Some members of the D.C. diplomatic community, when told of the departed envoy’s new responsibilities, suggested that KESMA is not quite “the private sector as most of us understand it.”
KESMA is described as “a government-funded foundation” by Hungary Today, which says the media holding company known as Mediaworks “consists of almost 500 media outlets” including a leading national daily as well as “almost all the regional daily news sources in the country.”
The same report acknowledges that the KESMA foundation “has drawn much controversy” since its founding in late 2018.
At the time of its formation, Prime Minister Orban declared the consolidation of pro-Fidesz media outlets as a matter of “national strategic importance in the public interest.” But critics say Orban has created a virtual media monopoly, reducing the space for media outlets critical of the current government.
More recently, Orban has been criticized for using the coronavirus crisis to push through parliament legislation entitling him to rule by degree for an indefinite period. The legislation, approved late last month, also provides stiff jail terms for spreading what the government deems to be false information.
Budapest has yet to announce who will succeed Szabó to represent Hungary in Washington. For the time being, an embassy spokesperson told VOA that a chargé d’affaires is at the helm, and “all embassy staff is working full-time.”
No matter whom Budapest selects, some in the Washington policy community warn that the next ambassador can expect his or her efforts to be greeted with the same skepticism and reluctance to engage that Szabo might have experienced.

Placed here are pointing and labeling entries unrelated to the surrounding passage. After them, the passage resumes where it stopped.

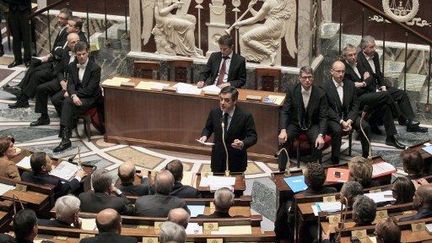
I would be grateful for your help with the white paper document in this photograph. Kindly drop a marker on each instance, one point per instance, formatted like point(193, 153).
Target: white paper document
point(379, 197)
point(196, 210)
point(5, 188)
point(24, 163)
point(65, 170)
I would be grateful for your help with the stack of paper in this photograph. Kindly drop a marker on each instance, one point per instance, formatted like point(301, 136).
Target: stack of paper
point(24, 163)
point(65, 170)
point(379, 197)
point(382, 168)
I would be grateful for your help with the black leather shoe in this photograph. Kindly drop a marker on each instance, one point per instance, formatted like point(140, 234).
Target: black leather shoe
point(416, 128)
point(40, 122)
point(64, 144)
point(14, 64)
point(19, 104)
point(392, 141)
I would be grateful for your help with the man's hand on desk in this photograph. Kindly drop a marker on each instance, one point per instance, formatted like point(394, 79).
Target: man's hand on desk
point(237, 144)
point(200, 84)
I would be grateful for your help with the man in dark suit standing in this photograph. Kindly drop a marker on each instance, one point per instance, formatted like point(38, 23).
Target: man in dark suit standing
point(41, 165)
point(304, 110)
point(109, 225)
point(224, 68)
point(343, 110)
point(368, 61)
point(229, 121)
point(83, 90)
point(180, 190)
point(19, 11)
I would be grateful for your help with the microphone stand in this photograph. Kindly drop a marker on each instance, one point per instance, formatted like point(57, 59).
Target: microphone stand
point(227, 172)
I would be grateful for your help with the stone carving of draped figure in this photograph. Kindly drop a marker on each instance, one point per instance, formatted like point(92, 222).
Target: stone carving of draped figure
point(173, 33)
point(261, 42)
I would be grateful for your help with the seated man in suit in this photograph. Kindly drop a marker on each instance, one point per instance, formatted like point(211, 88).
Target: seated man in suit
point(127, 173)
point(41, 165)
point(422, 202)
point(55, 88)
point(180, 190)
point(104, 195)
point(304, 110)
point(108, 222)
point(159, 204)
point(364, 211)
point(377, 103)
point(67, 209)
point(224, 68)
point(315, 176)
point(223, 200)
point(343, 111)
point(83, 90)
point(179, 216)
point(368, 61)
point(349, 191)
point(238, 128)
point(25, 226)
point(172, 232)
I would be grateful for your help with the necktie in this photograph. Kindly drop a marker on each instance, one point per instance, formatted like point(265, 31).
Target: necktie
point(222, 71)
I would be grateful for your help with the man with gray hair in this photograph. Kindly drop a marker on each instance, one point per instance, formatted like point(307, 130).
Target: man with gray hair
point(172, 232)
point(159, 204)
point(364, 210)
point(104, 195)
point(67, 209)
point(349, 191)
point(179, 216)
point(368, 62)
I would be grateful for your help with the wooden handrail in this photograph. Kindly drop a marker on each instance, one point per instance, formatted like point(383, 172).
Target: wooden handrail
point(42, 10)
point(404, 26)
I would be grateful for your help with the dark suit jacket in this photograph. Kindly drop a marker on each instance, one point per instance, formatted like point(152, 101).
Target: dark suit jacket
point(293, 111)
point(89, 87)
point(236, 73)
point(109, 237)
point(94, 202)
point(184, 191)
point(241, 127)
point(335, 109)
point(61, 187)
point(158, 205)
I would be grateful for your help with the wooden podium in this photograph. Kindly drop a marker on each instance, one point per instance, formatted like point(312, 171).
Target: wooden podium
point(172, 121)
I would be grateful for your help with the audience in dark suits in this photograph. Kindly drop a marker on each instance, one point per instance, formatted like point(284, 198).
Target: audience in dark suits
point(224, 68)
point(159, 204)
point(179, 216)
point(41, 165)
point(66, 211)
point(104, 195)
point(83, 92)
point(422, 202)
point(304, 110)
point(315, 177)
point(109, 225)
point(127, 174)
point(238, 128)
point(343, 111)
point(180, 190)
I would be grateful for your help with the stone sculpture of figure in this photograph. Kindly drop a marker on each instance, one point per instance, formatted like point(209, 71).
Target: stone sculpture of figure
point(260, 42)
point(173, 33)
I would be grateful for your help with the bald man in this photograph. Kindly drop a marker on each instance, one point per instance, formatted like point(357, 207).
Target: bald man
point(422, 201)
point(109, 225)
point(159, 204)
point(179, 216)
point(127, 173)
point(343, 111)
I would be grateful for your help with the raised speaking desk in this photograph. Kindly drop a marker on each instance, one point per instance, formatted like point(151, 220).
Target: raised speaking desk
point(168, 120)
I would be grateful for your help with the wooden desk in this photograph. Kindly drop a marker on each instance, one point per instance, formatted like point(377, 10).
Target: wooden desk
point(169, 120)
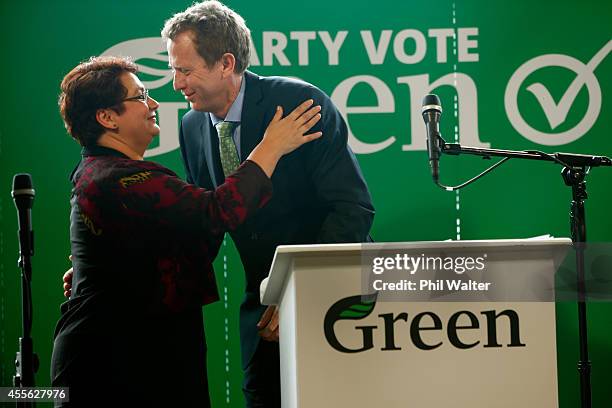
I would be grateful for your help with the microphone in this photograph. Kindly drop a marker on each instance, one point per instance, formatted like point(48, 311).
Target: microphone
point(23, 195)
point(431, 115)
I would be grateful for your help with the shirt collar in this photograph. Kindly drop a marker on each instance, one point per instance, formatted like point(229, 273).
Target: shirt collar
point(235, 111)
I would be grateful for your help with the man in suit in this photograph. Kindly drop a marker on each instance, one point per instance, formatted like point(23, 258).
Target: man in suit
point(320, 195)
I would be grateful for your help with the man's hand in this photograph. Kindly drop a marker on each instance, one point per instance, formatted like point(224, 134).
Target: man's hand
point(268, 324)
point(68, 281)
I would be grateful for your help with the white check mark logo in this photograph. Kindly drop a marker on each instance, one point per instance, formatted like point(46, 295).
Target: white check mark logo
point(557, 113)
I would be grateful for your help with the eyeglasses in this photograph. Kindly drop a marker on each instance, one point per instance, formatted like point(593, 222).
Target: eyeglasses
point(143, 97)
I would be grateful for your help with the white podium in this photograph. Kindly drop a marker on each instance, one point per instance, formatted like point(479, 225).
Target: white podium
point(341, 350)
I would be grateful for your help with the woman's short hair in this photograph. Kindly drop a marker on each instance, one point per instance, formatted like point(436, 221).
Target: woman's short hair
point(92, 85)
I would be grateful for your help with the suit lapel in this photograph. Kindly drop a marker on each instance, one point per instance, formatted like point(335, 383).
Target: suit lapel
point(253, 113)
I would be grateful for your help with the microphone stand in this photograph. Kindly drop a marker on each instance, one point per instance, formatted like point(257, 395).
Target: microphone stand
point(575, 169)
point(26, 361)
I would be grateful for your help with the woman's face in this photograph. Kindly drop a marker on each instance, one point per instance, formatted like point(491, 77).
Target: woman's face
point(138, 122)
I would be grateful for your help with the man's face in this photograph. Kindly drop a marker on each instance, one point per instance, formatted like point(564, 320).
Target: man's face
point(203, 87)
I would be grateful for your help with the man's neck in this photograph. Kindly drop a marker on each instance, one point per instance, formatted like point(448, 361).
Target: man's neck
point(232, 94)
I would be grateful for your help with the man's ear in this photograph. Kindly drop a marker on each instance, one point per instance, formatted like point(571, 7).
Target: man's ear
point(228, 63)
point(106, 117)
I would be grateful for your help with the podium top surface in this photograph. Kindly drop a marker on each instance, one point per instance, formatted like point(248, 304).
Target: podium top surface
point(271, 287)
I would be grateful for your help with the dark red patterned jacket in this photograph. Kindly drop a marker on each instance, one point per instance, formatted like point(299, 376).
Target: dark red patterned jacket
point(143, 243)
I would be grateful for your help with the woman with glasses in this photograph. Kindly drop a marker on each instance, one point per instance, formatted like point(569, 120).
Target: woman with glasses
point(135, 221)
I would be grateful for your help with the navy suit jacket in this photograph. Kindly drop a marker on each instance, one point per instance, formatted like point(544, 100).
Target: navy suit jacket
point(320, 195)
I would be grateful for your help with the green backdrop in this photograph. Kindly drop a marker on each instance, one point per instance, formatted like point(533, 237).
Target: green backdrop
point(386, 55)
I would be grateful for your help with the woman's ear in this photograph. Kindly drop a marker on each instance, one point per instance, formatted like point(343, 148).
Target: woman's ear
point(106, 117)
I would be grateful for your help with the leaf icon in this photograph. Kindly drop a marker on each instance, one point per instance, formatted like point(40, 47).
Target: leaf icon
point(149, 48)
point(354, 307)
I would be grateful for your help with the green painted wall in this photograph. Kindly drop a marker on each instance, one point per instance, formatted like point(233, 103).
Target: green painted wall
point(44, 40)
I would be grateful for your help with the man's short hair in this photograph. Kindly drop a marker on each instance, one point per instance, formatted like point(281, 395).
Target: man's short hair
point(92, 85)
point(216, 30)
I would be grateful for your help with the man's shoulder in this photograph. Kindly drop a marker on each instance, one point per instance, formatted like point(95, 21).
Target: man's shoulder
point(292, 87)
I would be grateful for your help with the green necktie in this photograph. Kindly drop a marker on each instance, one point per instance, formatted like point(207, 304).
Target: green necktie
point(229, 155)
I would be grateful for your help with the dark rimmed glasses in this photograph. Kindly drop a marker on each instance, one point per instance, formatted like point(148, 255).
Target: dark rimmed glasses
point(143, 97)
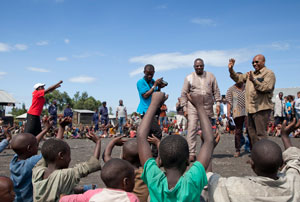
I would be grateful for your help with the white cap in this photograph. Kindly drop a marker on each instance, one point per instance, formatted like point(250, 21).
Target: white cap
point(38, 85)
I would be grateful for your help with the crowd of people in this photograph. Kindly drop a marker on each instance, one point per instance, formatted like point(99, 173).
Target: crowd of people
point(137, 174)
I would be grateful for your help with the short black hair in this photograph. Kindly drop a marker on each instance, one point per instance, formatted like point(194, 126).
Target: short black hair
point(52, 147)
point(114, 171)
point(130, 152)
point(174, 151)
point(267, 156)
point(199, 60)
point(149, 67)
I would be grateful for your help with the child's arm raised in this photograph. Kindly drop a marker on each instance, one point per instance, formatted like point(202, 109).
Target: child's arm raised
point(286, 130)
point(62, 125)
point(97, 140)
point(107, 152)
point(207, 147)
point(143, 146)
point(48, 124)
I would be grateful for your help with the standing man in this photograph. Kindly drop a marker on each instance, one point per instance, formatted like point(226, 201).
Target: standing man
point(146, 86)
point(297, 106)
point(259, 92)
point(121, 115)
point(163, 119)
point(96, 120)
point(68, 113)
point(279, 109)
point(33, 121)
point(103, 114)
point(203, 83)
point(52, 110)
point(235, 97)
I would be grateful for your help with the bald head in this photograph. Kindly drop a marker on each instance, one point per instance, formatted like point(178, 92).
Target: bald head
point(21, 142)
point(130, 152)
point(266, 156)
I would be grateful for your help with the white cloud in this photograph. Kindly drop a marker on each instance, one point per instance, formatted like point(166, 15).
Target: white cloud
point(2, 74)
point(176, 60)
point(204, 21)
point(42, 43)
point(88, 54)
point(82, 79)
point(5, 47)
point(67, 41)
point(163, 6)
point(34, 69)
point(62, 59)
point(280, 45)
point(21, 47)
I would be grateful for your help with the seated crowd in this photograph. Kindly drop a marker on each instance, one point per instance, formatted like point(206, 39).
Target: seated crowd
point(136, 175)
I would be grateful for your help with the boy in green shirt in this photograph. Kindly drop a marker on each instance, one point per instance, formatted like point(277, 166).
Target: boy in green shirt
point(175, 184)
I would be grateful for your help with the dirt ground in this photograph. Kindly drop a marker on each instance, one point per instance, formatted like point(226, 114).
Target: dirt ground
point(223, 161)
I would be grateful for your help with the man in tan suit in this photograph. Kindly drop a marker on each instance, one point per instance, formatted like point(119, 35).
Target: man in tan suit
point(204, 83)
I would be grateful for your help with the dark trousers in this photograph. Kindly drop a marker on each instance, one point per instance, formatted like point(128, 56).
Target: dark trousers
point(33, 124)
point(239, 123)
point(156, 131)
point(278, 120)
point(257, 125)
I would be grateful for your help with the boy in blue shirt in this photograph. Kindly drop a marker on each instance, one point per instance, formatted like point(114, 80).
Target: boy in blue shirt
point(175, 184)
point(25, 145)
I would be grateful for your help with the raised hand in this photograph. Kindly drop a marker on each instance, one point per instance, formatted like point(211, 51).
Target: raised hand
point(92, 136)
point(231, 63)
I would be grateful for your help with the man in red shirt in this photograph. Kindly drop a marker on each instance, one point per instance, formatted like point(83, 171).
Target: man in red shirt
point(33, 124)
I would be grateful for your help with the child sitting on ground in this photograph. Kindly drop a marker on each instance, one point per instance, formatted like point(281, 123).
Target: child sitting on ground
point(175, 184)
point(51, 177)
point(118, 177)
point(7, 193)
point(4, 143)
point(269, 185)
point(25, 145)
point(130, 154)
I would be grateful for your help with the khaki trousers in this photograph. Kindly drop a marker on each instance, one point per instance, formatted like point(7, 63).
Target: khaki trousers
point(257, 125)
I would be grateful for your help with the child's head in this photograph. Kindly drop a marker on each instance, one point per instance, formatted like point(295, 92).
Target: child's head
point(174, 152)
point(56, 151)
point(130, 152)
point(266, 158)
point(7, 193)
point(25, 145)
point(118, 174)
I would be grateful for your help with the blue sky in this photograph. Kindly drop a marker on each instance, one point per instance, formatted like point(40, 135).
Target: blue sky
point(101, 46)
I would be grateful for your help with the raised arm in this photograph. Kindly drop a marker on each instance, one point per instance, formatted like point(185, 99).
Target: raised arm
point(107, 152)
point(48, 124)
point(97, 140)
point(285, 132)
point(52, 88)
point(149, 92)
point(143, 145)
point(207, 147)
point(234, 76)
point(63, 122)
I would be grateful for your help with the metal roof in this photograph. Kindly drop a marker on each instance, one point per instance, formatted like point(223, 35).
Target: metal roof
point(6, 98)
point(84, 111)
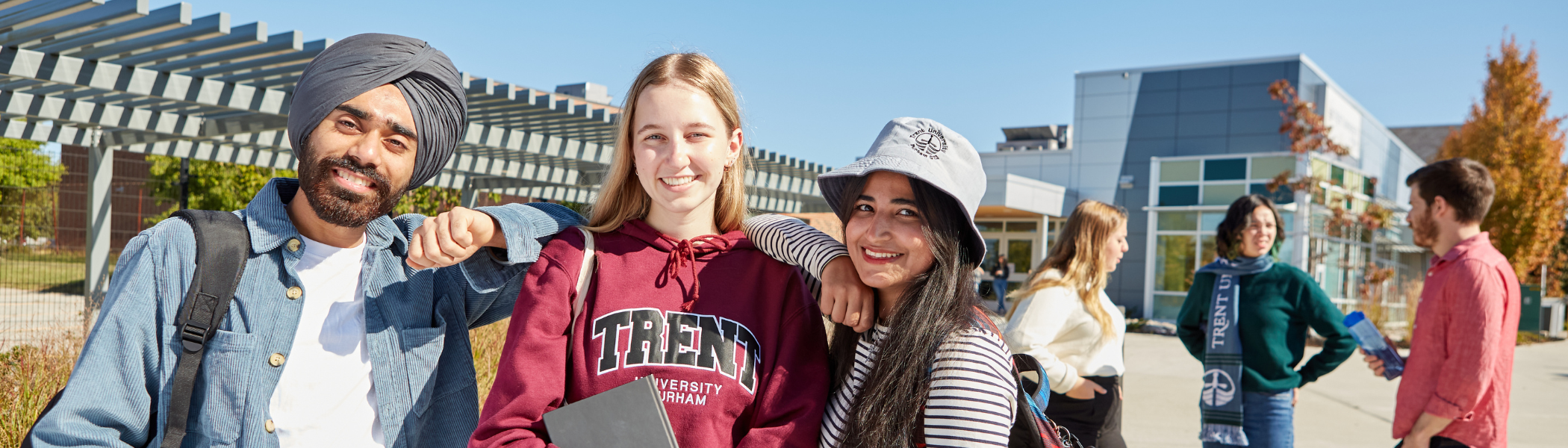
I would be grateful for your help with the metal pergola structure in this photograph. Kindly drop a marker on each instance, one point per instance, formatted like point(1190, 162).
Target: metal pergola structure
point(118, 75)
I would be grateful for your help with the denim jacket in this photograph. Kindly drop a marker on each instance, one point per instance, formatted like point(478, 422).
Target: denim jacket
point(416, 329)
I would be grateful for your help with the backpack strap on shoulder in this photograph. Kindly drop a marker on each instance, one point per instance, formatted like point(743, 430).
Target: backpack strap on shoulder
point(223, 245)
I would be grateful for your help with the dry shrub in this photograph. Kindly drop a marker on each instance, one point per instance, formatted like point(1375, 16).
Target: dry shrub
point(488, 343)
point(30, 376)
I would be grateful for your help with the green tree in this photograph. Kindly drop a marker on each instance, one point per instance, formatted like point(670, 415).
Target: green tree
point(214, 185)
point(27, 190)
point(1511, 134)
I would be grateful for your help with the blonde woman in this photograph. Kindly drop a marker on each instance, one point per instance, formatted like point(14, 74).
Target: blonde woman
point(742, 362)
point(1068, 323)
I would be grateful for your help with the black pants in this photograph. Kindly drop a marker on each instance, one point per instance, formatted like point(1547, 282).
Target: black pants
point(1440, 442)
point(1096, 422)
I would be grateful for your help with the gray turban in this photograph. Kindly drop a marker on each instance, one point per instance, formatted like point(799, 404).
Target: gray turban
point(433, 88)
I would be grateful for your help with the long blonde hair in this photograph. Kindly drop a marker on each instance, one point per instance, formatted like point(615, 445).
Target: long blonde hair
point(1079, 258)
point(623, 198)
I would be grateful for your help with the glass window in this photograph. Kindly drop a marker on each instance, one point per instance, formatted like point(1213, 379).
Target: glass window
point(1175, 259)
point(1180, 171)
point(1211, 221)
point(1208, 249)
point(1319, 168)
point(1352, 181)
point(1021, 252)
point(1281, 195)
point(1178, 220)
point(1224, 169)
point(1180, 195)
point(1167, 306)
point(1222, 195)
point(1271, 167)
point(1023, 226)
point(990, 251)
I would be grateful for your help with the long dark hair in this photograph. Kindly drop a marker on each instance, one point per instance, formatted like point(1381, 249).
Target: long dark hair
point(936, 305)
point(1228, 242)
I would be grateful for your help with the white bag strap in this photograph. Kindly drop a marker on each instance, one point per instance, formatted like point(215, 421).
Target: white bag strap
point(584, 281)
point(584, 278)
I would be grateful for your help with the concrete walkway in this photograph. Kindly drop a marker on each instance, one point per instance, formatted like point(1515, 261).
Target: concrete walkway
point(1345, 408)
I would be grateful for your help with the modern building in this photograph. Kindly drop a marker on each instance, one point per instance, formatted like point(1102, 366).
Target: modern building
point(1177, 145)
point(1424, 140)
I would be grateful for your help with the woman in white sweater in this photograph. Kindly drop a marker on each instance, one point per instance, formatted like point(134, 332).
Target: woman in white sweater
point(1065, 320)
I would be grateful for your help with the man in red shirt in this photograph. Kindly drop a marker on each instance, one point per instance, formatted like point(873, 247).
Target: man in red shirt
point(1460, 367)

“It’s not engagement with the embassy or ambassador that’s the issue per se, but rather engaging with the Orban government,” one analyst told VOA. The idea behind limiting contact, the analyst said, “is to not give the Hungarian government a platform for its undemocratic, nationalist positions.”
Szabo and his staff worked diligently during his three-year tenure to combat that image, including with regular emails to the news media. Yet, a similar protocol may exist in some U.S. government agencies.
A former Defense Department official said that while they were there “the policy was to refrain from engaging above the DASD [Deputy Assistant Secretary of Defense] level.”
However a Pentagon spokesperson told VOA ,"We do not have any policy with regards to meeting with Hungarian officials, and we have met [Hungarian officials] several times at levels at and above the DASD level in the past year."
The United States and Hungary have increased collaboration on some levels. One year ago, the two countries signed a defense cooperation agreement covering such areas as infrastructure improvements and missile defense cooperation."